Two long-term workers in the Arab world sailed on the ship from Sri Lanka to the Middle East while Sophie was onboard. “They really were, at least for me, able to plant the excitement of praying for the people,” she remembered.

She also met secret believers from the region who visited the ship. “I was very fascinated by what they go through for their faith and how much encouragement we could be to someone who is so disconnected from community or from other believers,” she said.

During one outing in particular, Sophie visited a workshop that matched her professional experience in Germany. The local employer offered her a job on the spot, telling her that he could only provide service to men and young children because he didn’t have any women on his team. “That was the moment where I thought: ‘Oh, I don’t have to be a nurse or a teacher to be useful overseas long-term,’” she recognised.
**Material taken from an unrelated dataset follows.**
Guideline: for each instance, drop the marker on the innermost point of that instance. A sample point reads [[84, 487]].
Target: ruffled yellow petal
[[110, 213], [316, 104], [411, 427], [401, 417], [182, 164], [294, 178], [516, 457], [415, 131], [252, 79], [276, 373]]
Indeed, Sophie’s job provides her visa and her purpose in the society she serves today. “I’m actually every day in touch with the local people,” she said. “That’s why I don’t feel my job is just a platform and taking away time from my ministry; it’s actually opening a lot of doors.”

During the coronavirus crisis, Sophie’s company reduced staff to maintain social distancing. Sophie is still employed but had to take her annual leave while the country is on lockdown. “On one hand, that is a pity, as this means I will not get to travel home this year at all… and I can’t even use the time to make visits to local people,” she shared. “But praise God for WhatsApp! …It is a good time to talk about fear versus trust, worry versus hope, facing death versus eternal life. I am thankful for this unexpected time of rest, where the speed was taken out of our lives and for the opportunity to connect via phone and social media chats with my local friends and contacts.